Here are 10 scenarios to consider:
1. What happens if the buyer is unable to close?
2. What if they decide they don’t want to close OR move out?
3. What if the buyer makes a large purchase prior to closing and no longer qualifies for the loan?
4. Someone is injured – who would be liable?
5. What if the buyer damages the property?
6. What happens if the home burns down, or is significantly damaged?
7. What if the buyer didn’t start their insurance early and a claim needs to be made?
8. What happens if the insurance won’t cover damage to the property?
9. What if the buyer does repairs and then can’t close? Could the buyer file a mechanic’s lien against the property for work completed?
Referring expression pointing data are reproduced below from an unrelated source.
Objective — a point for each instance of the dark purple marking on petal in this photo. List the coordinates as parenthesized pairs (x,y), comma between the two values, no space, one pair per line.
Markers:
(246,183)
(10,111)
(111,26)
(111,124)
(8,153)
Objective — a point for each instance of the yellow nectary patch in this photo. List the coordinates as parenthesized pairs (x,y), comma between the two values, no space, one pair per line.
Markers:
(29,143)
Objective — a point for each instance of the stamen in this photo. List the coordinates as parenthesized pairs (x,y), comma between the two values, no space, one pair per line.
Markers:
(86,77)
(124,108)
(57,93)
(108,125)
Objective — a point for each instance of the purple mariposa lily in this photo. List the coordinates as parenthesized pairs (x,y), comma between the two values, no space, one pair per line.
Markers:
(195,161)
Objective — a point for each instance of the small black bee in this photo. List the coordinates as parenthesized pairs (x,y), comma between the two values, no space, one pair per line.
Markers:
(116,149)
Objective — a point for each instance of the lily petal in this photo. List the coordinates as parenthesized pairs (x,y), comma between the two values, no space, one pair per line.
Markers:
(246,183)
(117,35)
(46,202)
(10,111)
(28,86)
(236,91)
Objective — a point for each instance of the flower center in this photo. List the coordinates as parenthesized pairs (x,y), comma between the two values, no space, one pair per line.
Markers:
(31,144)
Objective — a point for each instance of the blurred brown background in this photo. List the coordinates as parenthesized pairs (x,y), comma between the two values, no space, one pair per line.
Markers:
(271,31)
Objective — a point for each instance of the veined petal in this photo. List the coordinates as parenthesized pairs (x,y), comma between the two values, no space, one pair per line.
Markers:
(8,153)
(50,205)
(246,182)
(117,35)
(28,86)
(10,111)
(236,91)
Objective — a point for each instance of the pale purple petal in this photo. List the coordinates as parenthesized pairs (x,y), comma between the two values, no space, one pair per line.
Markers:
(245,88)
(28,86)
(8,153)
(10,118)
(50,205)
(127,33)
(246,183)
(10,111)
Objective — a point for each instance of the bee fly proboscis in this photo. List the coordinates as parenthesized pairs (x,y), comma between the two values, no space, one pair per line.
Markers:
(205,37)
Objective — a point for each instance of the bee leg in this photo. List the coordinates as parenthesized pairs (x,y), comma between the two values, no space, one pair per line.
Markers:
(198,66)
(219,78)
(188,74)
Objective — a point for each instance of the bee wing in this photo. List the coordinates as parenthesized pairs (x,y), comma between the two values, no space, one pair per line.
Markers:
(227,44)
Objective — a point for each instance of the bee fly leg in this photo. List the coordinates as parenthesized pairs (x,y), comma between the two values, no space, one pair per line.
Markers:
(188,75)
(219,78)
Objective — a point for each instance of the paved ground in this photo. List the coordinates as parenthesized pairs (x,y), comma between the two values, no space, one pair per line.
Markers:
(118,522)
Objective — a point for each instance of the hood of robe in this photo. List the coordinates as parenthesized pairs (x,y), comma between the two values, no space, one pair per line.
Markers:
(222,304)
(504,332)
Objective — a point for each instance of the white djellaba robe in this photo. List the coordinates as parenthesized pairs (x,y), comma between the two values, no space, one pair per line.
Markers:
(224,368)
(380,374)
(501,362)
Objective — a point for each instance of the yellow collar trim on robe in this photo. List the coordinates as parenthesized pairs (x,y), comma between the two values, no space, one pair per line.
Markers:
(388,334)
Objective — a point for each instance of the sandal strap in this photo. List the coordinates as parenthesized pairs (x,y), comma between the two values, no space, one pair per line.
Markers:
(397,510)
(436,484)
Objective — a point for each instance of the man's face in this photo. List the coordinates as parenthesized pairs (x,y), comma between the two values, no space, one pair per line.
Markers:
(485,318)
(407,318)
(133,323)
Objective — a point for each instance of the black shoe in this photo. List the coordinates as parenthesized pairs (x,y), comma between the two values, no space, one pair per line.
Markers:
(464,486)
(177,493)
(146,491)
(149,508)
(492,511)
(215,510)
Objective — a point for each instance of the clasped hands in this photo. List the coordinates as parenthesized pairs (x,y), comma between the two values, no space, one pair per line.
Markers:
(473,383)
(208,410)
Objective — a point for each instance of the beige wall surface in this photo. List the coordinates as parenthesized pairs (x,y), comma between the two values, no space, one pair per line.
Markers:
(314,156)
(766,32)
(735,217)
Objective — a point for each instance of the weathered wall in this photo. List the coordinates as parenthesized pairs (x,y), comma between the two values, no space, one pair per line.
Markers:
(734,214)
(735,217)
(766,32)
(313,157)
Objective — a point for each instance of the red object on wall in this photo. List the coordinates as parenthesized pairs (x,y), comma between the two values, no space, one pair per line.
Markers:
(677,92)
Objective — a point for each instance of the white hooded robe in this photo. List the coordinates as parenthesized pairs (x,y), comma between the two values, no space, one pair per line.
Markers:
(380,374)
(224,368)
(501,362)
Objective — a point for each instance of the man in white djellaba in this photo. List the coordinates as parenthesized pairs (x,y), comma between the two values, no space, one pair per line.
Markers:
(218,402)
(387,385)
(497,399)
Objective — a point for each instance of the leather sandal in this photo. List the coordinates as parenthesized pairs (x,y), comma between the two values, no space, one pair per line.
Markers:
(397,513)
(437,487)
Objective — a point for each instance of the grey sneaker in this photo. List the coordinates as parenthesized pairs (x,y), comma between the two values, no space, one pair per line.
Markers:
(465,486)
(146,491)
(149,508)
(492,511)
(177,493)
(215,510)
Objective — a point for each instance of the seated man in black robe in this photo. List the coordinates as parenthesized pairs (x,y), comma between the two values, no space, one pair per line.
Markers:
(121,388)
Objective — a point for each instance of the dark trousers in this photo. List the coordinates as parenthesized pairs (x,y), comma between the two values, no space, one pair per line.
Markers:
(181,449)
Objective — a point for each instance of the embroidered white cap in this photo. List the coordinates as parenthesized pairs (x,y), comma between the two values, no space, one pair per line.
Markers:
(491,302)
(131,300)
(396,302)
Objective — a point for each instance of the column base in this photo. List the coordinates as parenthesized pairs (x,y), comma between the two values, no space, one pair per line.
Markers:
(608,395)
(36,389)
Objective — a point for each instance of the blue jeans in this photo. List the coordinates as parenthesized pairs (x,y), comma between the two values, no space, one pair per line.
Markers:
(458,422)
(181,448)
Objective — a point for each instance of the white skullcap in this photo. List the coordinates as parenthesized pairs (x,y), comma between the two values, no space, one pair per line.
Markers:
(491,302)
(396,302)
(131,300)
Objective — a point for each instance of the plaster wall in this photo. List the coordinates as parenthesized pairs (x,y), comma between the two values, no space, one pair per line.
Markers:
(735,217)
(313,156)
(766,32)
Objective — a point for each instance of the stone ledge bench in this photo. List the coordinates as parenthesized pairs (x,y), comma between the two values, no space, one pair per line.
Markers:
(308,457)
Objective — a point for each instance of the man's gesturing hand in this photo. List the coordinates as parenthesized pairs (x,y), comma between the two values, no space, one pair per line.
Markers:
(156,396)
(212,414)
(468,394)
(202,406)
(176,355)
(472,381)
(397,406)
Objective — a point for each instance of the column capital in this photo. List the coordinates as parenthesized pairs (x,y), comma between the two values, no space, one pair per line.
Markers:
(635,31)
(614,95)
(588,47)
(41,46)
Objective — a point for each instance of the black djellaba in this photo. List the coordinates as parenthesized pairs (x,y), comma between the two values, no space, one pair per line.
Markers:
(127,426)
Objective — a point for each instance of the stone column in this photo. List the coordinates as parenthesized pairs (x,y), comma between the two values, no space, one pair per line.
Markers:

10. What if permits for the work completed were not pulled?
And the list goes no….
As agent, protect your client by never permitting a buyer to have early possession. Even in the most dire circumstances, there are options: they can stay in a hotel, lease back their existing property, stay with family etc.
In the event that you have absolutely no choice in the issue and you must deal with having the buyer take possession prior to closing, follow these steps:
• To properly protect all parties, you will need a separate lease agreement. A lease allows the seller to quickly evict a tenant. Removing a “buyer in possession” under just the purchase agreement is a much more difficult and costly task.
• You must treat both transactions as being separate. In other words, the buyer/lessee must put down both their down payment for the purchase plus a separate security deposit and the first month’s rent for the lease.
• Take pictures of both the interior and exterior of the property to document the condition at the time that the buyer takes possession. Have both parties sign off on the condition of the property prior to giving the buyer/lessee the keys.
• Purchase a home warranty protection plan. If there are problems with the home’s systems or appliances, a home warranty policy minimizes the seller/lessor’s potential cost and exposure.
There are many horror stories out there that expose the risk of early possession. My strong recommendation is that you not add to the list of tales of woe. Make it your cardinal rule to never, ever let a buyer have possession prior to closing.